Он посмотрел на меня.
- Ты не очень-то похож на студента. И где ж ты учился? На Сен-Дени?
- Не в том дело. У меня была подруга, американка, которая занималась в театральной школе, и она меня гримировала. Чтоб я казался моложе. На алкоголика я, правда, меньше стал походить, зато начал смахивать на стареющего педераста.
Роберт задумался.
- Не знаю, удастся ли это использовать.
- Уж ты что-нибудь изобретешь, - сказал я. - Можно не беспокоиться. Но там, на пляже в Эйлате, ты одну вещь забыл.
- Что именно?
- Ты ей скажешь, естественно, так, чтобы я не слышал, что у меня три месяца не было женщины. Или даже четыре. Понимаешь? Я уже мало отличаюсь от этих доходяг и, хотя с виду еще не такой, начинаю подозревать, что омерзителен не меньше тебя. Пойдет?
- Да. И ты должен смотреть на меня не отрываясь. Понимаешь? Смотришь на меня, а потом невольно касаешься своего лица. Отлично. Ты на меня пялишься, потом на твоем лице появляется тревога… нет, минутное колебание, и рука тянется к лицу. Сумеешь это сыграть?

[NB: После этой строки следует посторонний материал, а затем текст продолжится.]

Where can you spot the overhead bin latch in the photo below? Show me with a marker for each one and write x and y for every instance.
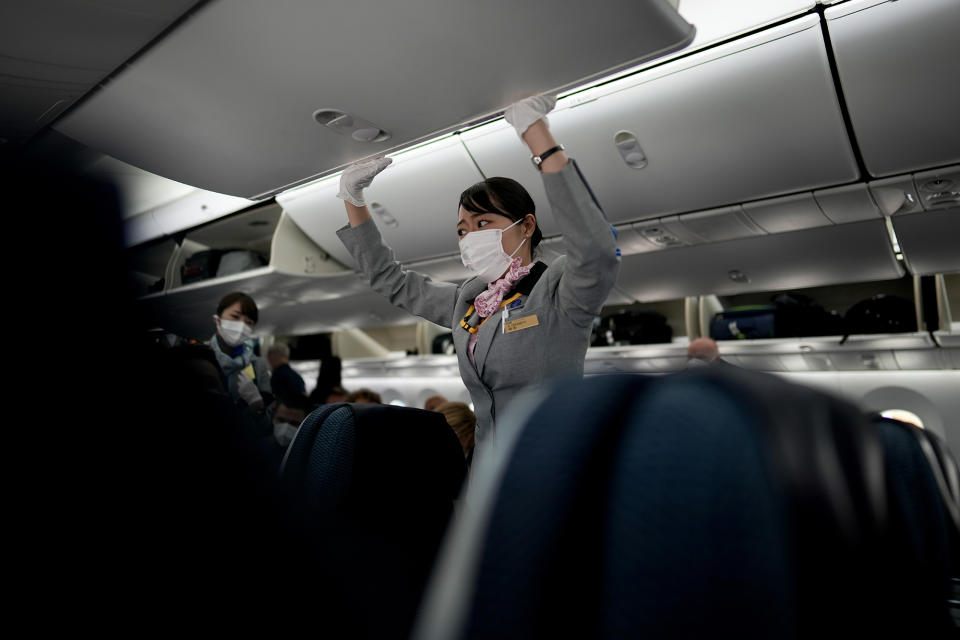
(349, 125)
(629, 148)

- Ты же знаешь, я очень способный.
- Тебе удаются только бурные сцены. Там, где надо играть на полутонах, пока еще не все о'кей. Но это придет. Теперь о другом. Эту ситуацию понадобится разрядить. Нельзя, чтоб ты все время думал о себе. Понимаешь? Ты маньяк, человек, не заботящийся о своей наружности, но такие мысли лезут в голову сами собой. Я и на это обращу ее внимание. А тебе нужно изменить прическу.
- Обязательно?
- Теперь все причесываются, как Джеймс Бонд. На пробор. У нас не тот случай. Ты вообще не знаешь, что творится на свете рядом с тобой. Какое тебе дело до того, что люди подражают этому шотландцу? Не будь ребенком.

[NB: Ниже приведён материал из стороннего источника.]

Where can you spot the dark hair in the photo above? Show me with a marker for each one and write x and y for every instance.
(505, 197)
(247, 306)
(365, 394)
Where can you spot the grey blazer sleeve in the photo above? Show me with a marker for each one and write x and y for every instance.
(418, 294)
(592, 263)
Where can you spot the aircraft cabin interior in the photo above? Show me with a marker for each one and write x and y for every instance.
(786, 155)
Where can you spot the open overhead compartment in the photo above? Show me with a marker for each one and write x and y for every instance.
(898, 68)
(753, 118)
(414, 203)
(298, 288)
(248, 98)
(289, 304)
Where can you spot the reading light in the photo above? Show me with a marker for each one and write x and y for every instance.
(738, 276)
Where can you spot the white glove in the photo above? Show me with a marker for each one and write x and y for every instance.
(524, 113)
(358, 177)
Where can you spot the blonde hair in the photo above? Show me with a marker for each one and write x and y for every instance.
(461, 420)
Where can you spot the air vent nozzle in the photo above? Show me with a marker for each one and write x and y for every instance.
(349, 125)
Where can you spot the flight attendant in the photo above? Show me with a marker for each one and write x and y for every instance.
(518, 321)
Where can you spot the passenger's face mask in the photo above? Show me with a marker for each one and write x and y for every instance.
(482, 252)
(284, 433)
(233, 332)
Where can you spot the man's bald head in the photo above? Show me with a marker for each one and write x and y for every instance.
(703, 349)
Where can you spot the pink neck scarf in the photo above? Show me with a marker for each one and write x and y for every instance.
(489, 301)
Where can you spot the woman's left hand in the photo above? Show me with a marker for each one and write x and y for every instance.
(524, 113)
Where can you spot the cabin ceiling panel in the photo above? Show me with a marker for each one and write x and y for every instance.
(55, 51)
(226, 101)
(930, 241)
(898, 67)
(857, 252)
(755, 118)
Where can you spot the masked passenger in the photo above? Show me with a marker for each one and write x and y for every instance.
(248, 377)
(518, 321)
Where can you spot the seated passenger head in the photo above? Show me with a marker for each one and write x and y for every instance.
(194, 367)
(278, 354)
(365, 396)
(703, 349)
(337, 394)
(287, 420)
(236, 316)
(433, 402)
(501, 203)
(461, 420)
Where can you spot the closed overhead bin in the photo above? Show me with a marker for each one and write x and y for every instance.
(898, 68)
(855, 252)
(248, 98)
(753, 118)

- Если я не знаю, что творится на свете, не важно, какая у меня прическа. В кино я не хожу. Единственная книга, которую читаю, - Библия. Я знать не знаю, кто такой Шон Коннери. Пожалуй, стоит добавить, что месяц назад ты решил постричь меня по-новому и битый час стоял над душой горе-парикмахера. Только потому, что моей любимой женщине нравился этот шотландец.

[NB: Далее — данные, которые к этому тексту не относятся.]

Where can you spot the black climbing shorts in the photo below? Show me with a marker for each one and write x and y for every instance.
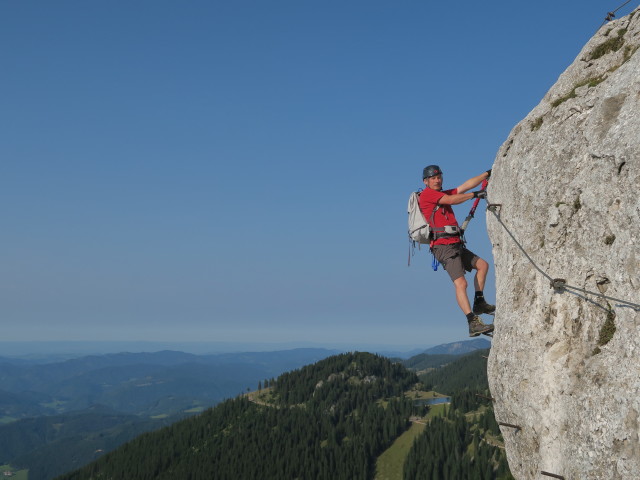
(455, 259)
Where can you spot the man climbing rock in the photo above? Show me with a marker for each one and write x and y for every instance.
(447, 245)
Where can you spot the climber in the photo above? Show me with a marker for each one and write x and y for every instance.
(447, 245)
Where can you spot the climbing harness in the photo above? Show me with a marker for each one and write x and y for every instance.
(434, 262)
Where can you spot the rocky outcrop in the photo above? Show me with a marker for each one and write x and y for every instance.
(565, 361)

- Жаль, у тебя волосы выгорят на солнце, и не будет видно седых. Нехорошо.
- Могу обзавестись каким-нибудь кепариком.
Роберт остановился и побледнел.
- Упаси тебя бог, - сказал он. - Ни в коем случае! Тебе на все наплевать: на солнце, на эту дикую страну, вообще на все. Ты словно бы из другого мира. Даже не loser. Тебе просто нечего выигрывать. Нет, теперь я тебя представлю в более современном ракурсе. А уж в ее умишке возникнет такая неразбериха, что только сильно похудевший счет в банке заставит вновь полюбить классическую драматургию.
- Если ты заговоришь о Шекспире, получишь в зубы, - сказал я.
Вошел Гильдерстерн и дал по семь фунтов каждому.
- Почему по семь? - спросил Роберт. - Мы ведь работали восемь часов.
- Час вы ссорились на тему драматургии, - сказал Гильдерстерн и ткнул пальцем в Роберта: - Он так ужасно кричал, что я не слышал вас ходить. Я очень извиняюсь, но у меня как-никак фабрика под дельных ковров, а не клуб.